Nous avons commencé à travailler sur ce sujet en mars 2021. Nos travaux ont néanmoins été ralentis par le Covid. Les premiers tests ont été effectués en février 2022 dans une usine de 100 000 m² d'atelier. La difficulté n'était pas la fibre mais le génie civil. Il fallait recroiser beaucoup de choses, on s'est rendu compte que ce coût de génie civil est supérieur à l'infrastructure 5G. Le programme a été validé par la DGE en mars. La prochaine expérimentation se fera dans l'usine de Grolleau avec pour challenge l'intégration radio, d'abord sur une base logicielle et hardware de petite puissance, à 250 milliwatts. Puis d'ici à six mois à 5 watts sur des bandes de fréquence de 100 MHz pour faire transiter 5 gigabytes de données. Un mât et une antenne émettrice couplés à une station de base ont déjà été installés sur le site de Grolleau pour tester le réseau privé.

Qu'est-ce que cela représente pour l'IoT ?

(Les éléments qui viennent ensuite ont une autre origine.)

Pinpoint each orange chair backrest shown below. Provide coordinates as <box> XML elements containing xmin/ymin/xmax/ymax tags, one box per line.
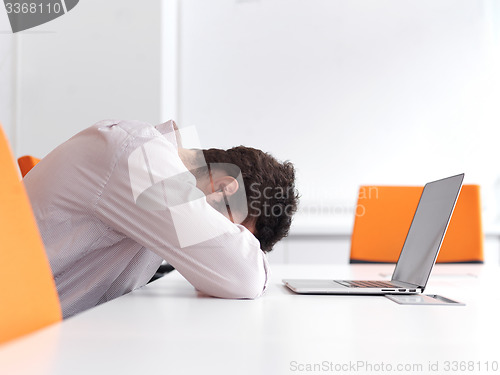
<box><xmin>0</xmin><ymin>126</ymin><xmax>62</xmax><ymax>343</ymax></box>
<box><xmin>350</xmin><ymin>185</ymin><xmax>484</xmax><ymax>263</ymax></box>
<box><xmin>17</xmin><ymin>155</ymin><xmax>40</xmax><ymax>177</ymax></box>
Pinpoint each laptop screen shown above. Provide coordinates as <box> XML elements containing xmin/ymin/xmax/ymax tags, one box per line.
<box><xmin>392</xmin><ymin>174</ymin><xmax>464</xmax><ymax>287</ymax></box>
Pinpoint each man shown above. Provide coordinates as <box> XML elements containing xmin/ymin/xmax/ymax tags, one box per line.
<box><xmin>24</xmin><ymin>120</ymin><xmax>298</xmax><ymax>318</ymax></box>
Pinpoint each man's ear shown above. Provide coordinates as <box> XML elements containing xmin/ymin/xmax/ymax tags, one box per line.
<box><xmin>214</xmin><ymin>176</ymin><xmax>240</xmax><ymax>196</ymax></box>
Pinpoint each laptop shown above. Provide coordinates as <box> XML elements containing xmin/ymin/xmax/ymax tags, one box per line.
<box><xmin>283</xmin><ymin>173</ymin><xmax>464</xmax><ymax>295</ymax></box>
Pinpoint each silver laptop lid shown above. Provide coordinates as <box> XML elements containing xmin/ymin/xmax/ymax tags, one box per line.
<box><xmin>392</xmin><ymin>173</ymin><xmax>464</xmax><ymax>288</ymax></box>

L'industrie 4.0 est un marché qui émerge. La demande principale concerne le positionnement par des étiquettes radio dans les usines pour gérer les stocks. Pour connecter les équipements, la 5G va être privilégiée car elle intègre les hautes et basses fréquences, elle va être normalisée (ce qui assure sa pérennité, ndlr) et la géolocalisation indoor est prévue dans la release 17 de la 5G. Les réseaux comme Sigfox ou LoRa sont par ailleurs voués à disparaître dans l'industrie, tout comme le Wifi, en raison des problèmes de sécurité. Le meilleur moyen de sécuriser les réseaux reste par le biais des cartes à puces en 4G et en 5G. 

"Les opérateurs n'ont pas compris que le marché de la 5G est un marché vertical, et non horizontal de masse"

Quels défis reste-t-il à résoudre ?

Le premier enjeu est d'ordre économique. Il faut des semi-conducteurs avec batterie intégrée à moins de 10 dollars, c'est indispensable pour des déploiements à grande échelle. On sait que NXP et Sequans Communications travaillent sur ce sujet. Pour notre part, nous visons la commercialisation d'une solution intégrée complète à moins de 10 000 euros pour qu'elle soit accessible aux PME. Avec une capacité de deux fois 5 watts, elle permettra de couvrir une usine de 10 000 m² avec des débits de 9 gigabytes. En comparaison, une solution de connectivité industrielle chez Nokia revient à 400 000 euros, auxquels il faut ajouter les licences annuelles.

Le deuxième défi de taille est lié aux savoir-faire. Les opérateurs n'ont pas compris que le marché de la 5G est un marché vertical, et non horizontal de masse. Ils sont en train de perdre leurs infrastructures en les bradant à des sous-traitants. L'exploitation du réseau mobile et son management est lui-aussi fait hors de France par des sous-traitants. Conséquence : ils perdent leur cœur de métier et ne sont plus capables d'effectuer des tests et d'installer un réseau 5G répondant à des contraintes précises. Ce qui ouvre à Weaccess, opérateur de réseaux privés et sécurisés, des opportunités incroyables avec la 5G.

Après des études de technicien supérieur, François Hedin commence sa carrière en développant de gros serveurs pour les groupes de presse (France 3, Amaury…). En 1995, il crée Weaccess Group : il s'occupe notamment de la conception et de l'architecture des réseaux. Avec plus de 35 années d'expérience dans les télécoms, François Hedin a su développer des technologies alternatives 4G fixe et 5G fixe en réponse aux besoins des entreprises et du grand public.